Mercury (Hobart)

New funding model a significan­t step for students with disability

Kristen Desmond says needs-based funding is not the silver bullet but it’s very promising

- Kristen Desmond is the founder of Tasmanian Disability Education Reform Lobby, a disability advocate and mother of three teenagers.

SCHOOL is back! Isn’t it great I hear parents say. But if you are a parent of a child with disability you may not quite be feeling quite so excited.

The beginning of the year can be a time of trepidatio­n for parents of children with disability. Will the teacher have the right attitude for inclusion? Will they accept and understand my child needs adjustment­s so they can be included like the rest of the class? Will I get the dreaded call to come and get them because the school can’t cope? You would think the answers would be yes, of course they will be included in school activities and supported all day, especially this year with the implementa­tion of a new Educationa­l Adjustment­s (needs-based funding) model.

Sadly, the reality is often different. The needs-based model is a huge step for resourcing students with disability, but a funding model on its own is not a silver bullet.

What is happening will be an Australian first, needsbased funding tailored to the individual needs of students. An additional 2000 students get targeted funding this year. Until now funding in Tasmania had been based on a student’s IQ and had nothing to do with classroom needs.

The new model looks at what students require to access education on the same basis as their peers and isn’t reliant on IQ score. It is funding based on adjustment­s actually being provided by schools not on a promise of what they might provide. The old model was underpinne­d by a medical model of disability the new model is not. It is underpinne­d by a rights-based approach. All children with disability are to receive education on the same basis as non-disabled peers.

Did the State Government properly cost the adjustment­s? We simply don’t know yet. We need to give the model time to settle. Will all children with disability receive the funding they need? Probably not as there are still budgetary constraint­s and not all schools are making adjustment­s for students with disability and won’t receive additional funding until they do. We need to give the model time to be implemente­d, we need to be willing to accept that it won’t be perfect and work together to make it better.

A funding model does not fix attitudes that exclude. It does

not fix teacher training or stop unnecessar­y exclusion or suspension of students with disability or change schools policies and practices. It does however see a more equitable and transparen­t distributi­on of resources to schools providing adjustment­s for students, who have inclusive practice and value a diverse school community.

We need to remember that students with disability are not “taking resources from other students and parents should not need to apologise for ensuring their child receives the resources they need to participat­e and succeed. Children with disability don’t have “special needs” or “additional needs” they have the right to be educated like every other child. We need remove the language of burden in debate about what funding looks like, it can’t be a “them against us” discussion. Every child has a human right to a quality education. We must ensure the education of children with disability is above politics.

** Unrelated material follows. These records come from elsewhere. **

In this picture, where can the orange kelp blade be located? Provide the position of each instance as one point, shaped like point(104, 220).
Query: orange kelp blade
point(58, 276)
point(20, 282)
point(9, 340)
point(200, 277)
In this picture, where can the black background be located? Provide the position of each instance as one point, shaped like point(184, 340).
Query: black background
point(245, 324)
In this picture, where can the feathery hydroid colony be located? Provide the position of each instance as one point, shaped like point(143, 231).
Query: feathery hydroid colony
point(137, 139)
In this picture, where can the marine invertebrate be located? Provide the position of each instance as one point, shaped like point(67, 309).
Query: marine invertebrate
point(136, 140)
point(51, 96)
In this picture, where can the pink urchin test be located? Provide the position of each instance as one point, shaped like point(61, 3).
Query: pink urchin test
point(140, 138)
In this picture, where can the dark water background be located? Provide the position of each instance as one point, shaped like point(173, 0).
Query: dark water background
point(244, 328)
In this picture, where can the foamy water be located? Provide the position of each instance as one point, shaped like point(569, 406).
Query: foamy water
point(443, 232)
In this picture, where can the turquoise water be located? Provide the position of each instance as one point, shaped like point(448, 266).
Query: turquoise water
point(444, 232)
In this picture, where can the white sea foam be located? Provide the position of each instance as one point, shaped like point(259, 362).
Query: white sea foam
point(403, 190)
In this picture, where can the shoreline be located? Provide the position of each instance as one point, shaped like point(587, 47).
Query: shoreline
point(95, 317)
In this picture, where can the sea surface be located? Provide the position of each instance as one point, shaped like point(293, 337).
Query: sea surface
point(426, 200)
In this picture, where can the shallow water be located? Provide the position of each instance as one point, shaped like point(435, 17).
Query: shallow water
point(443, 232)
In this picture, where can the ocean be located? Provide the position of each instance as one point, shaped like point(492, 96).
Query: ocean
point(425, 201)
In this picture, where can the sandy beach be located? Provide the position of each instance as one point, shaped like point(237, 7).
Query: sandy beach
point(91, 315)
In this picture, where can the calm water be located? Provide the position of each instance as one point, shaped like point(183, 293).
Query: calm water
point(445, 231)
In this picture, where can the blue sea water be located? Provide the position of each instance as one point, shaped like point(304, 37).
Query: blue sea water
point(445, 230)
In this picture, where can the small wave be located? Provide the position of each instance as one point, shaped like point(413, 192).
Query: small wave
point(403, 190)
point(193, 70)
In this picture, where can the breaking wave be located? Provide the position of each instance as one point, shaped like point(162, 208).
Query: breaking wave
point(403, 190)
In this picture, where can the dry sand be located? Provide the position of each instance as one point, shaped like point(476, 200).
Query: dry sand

If you expect the new model to fix a broken disability education system, you will be let down. There is much to do to make our schools inclusive, to stop gatekeepin­g where schools can refuse enrolment, to ensure students with disability are not excluded from activities other children take for granted. There is more work to be done and I am committed to see the Government does the work to ensure long-term policy reform is delivered.

Yes, our new funding model is nation leading but it’s not the answer. More needs to be done and the Government needs to lead from the front.